There's an important development in the same general area of a programming
languages: row polymorphism. Here, we observe that if a function only
references certain fields in an anonymous struct, it doesn't matter if the
function gets called with a struct containing more fields. Getting this to
work is possible, though some of the resolution rules are quite unintuitive
(like subtyping in general, you tend to run into co-/contra-variance).

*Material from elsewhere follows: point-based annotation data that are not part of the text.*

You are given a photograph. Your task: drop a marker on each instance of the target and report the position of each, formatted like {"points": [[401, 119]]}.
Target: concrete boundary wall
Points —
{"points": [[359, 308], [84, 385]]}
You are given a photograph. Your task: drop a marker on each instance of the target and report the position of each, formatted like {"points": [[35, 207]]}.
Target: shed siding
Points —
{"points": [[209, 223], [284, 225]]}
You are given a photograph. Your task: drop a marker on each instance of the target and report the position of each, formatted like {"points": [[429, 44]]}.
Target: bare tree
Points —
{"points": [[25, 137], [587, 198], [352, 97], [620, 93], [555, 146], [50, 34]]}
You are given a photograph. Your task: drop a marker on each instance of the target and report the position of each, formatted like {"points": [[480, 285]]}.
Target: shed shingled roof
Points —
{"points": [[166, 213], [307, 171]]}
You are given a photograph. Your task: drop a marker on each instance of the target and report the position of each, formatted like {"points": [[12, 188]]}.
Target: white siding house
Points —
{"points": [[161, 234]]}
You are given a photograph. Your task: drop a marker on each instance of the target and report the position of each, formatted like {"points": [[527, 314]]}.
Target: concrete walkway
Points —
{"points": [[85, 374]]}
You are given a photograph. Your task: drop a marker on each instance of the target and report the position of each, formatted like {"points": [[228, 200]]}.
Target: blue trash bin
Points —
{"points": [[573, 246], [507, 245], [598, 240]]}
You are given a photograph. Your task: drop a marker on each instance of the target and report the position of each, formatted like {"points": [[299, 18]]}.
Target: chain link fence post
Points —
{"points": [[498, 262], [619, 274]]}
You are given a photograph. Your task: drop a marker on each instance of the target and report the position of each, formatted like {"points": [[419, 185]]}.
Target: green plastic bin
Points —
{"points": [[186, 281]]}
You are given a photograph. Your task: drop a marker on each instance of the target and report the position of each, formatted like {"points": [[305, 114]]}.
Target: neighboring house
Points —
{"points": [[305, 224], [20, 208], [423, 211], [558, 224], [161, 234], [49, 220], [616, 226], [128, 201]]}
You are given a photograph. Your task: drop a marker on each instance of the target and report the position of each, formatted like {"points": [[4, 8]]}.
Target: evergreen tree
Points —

A good example of row polymorphism use is in the Elm programming language.
Web programming often requires you to "glue" different parts together and
Elm's "Extensible Records" are exactly row polymorphism. It allows the
programmer to build functions which only require a small part of a larger
structure to operate, and the larger structure to evolve independently of
the functions. It can remove a lot of the chore of going around and doing
type-level mechanical fixup[1]

> People will even realize that when you compile this, you don't have to
> pass a pointer to said tuple but can make a choice on calling convention
> which passes such tuples in registers to speed up the system and be as fast
> as any other language.
>
> I believe that the new register calling convention will do this for
> structs FWIW.
>
>
Yes! See above as to why. Structs are isomorphic to tuples if you mod out
naming.

[0] In Standard ML, they are called "records", though they are more or less
equivalent to structs.
[1] Essentially, this is what refactoring tools automate.